Stuttgart youngster Pavard – who only broke into the France squad in late 2017 after World Cup qualification was already secured – had never scored for Les Bleus before, but this strike more than made up for that.
A cross from Lucas Hernandez on the left side appeared to be floating harmlessly out of the box, but Pavard somehow met it with a swerving strike from the outside of his right boot that flew like a rocket past the despairing dive of Argentina’s goalkeeper Franco Armani and into the right-hand side of the goal.
It was the kind of shot that gave you flashbacks to Roberto Carlos’s legendary free-kick against France a decade ago, and even if Pavard scores plenty more for his country, he’ll probably never top this one.
Two quick-fire goals for Kylian Mbappe followed just ten minutes later, and Argentina were dead and buried.
#3: Edinson Cavani – Uruguay vs. Portugal
Many observers were citing Uruguay as possible dark horses for a World Cup victory this year, and part of that belief comes from the strength of their striking duo. Luis Suarez might get a lot of the plaudits from the UK media in particular, but it was his partner Edinson Cavani who did the damage to Portugal on Saturday with a brace to win Uruguay the tie.
His first goal was brilliant enough – he played a beautiful cross-field pass to Suarez who controlled it expertly before crossing and somehow finding the incoming Cavani, who headed past Rui Patricio to give Uruguay the lead in the first ten minutes – but his second strike was even better.
After Portugal equalised through a Pepe header ten minutes into the second half, Uruguay came forward again.
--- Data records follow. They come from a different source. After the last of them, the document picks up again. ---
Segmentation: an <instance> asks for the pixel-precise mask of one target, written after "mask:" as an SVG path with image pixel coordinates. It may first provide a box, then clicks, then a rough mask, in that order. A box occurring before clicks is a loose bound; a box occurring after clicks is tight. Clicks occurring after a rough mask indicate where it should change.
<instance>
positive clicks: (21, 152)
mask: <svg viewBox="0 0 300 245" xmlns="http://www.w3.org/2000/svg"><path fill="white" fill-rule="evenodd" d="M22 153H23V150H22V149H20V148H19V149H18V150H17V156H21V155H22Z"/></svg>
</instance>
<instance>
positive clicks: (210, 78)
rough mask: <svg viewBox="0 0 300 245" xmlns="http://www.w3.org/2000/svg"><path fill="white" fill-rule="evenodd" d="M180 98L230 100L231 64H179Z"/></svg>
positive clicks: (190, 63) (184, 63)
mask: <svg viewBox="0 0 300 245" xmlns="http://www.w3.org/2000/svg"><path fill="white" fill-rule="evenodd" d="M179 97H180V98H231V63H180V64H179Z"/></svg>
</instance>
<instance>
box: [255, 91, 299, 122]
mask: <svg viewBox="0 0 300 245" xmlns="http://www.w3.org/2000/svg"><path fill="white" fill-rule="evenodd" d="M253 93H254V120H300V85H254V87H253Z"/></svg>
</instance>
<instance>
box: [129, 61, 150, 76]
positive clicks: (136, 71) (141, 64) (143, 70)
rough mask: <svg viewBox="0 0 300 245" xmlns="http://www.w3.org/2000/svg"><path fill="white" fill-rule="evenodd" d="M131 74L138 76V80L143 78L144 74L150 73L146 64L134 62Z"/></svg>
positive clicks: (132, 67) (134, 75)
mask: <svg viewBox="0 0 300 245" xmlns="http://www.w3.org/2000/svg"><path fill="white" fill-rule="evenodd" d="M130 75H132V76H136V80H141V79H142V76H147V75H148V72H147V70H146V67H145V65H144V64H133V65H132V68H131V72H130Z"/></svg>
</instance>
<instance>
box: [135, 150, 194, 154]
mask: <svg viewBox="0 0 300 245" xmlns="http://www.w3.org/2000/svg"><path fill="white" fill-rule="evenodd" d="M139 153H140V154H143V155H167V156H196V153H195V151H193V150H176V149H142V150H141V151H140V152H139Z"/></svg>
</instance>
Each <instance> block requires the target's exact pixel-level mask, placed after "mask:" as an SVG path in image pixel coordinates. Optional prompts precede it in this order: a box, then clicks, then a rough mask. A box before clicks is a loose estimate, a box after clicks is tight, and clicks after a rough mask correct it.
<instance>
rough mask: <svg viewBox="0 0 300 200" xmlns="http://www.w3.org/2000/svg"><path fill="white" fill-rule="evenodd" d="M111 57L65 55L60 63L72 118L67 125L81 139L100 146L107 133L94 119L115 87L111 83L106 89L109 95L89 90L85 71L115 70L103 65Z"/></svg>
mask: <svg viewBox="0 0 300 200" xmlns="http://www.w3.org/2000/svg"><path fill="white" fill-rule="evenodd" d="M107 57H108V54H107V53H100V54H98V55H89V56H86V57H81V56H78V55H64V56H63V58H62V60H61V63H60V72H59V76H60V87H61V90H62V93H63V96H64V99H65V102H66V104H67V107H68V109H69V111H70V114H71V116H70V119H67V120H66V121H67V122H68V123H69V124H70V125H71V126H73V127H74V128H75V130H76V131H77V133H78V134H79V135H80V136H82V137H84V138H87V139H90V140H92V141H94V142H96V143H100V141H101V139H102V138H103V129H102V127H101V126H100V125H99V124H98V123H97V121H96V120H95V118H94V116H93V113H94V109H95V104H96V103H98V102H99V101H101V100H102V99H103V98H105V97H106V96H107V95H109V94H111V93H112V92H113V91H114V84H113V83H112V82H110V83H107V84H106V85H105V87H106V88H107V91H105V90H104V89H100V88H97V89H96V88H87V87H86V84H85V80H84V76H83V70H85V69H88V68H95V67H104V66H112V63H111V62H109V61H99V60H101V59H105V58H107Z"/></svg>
Rodrigo Bentancur collected a stray header from a Portuguese defender and played the ball across the edge of the box to Cavani, who found himself in enough space on the right-hand side of the box to bend a right-footed, first-time shot around Patricio and into the net.
It was a special goal worthy of winning any World Cup tie, and one can only hope that it doesn’t turn out to be Cavani’s last contribution to the tournament, as he was substituted with a knock a little later in the half.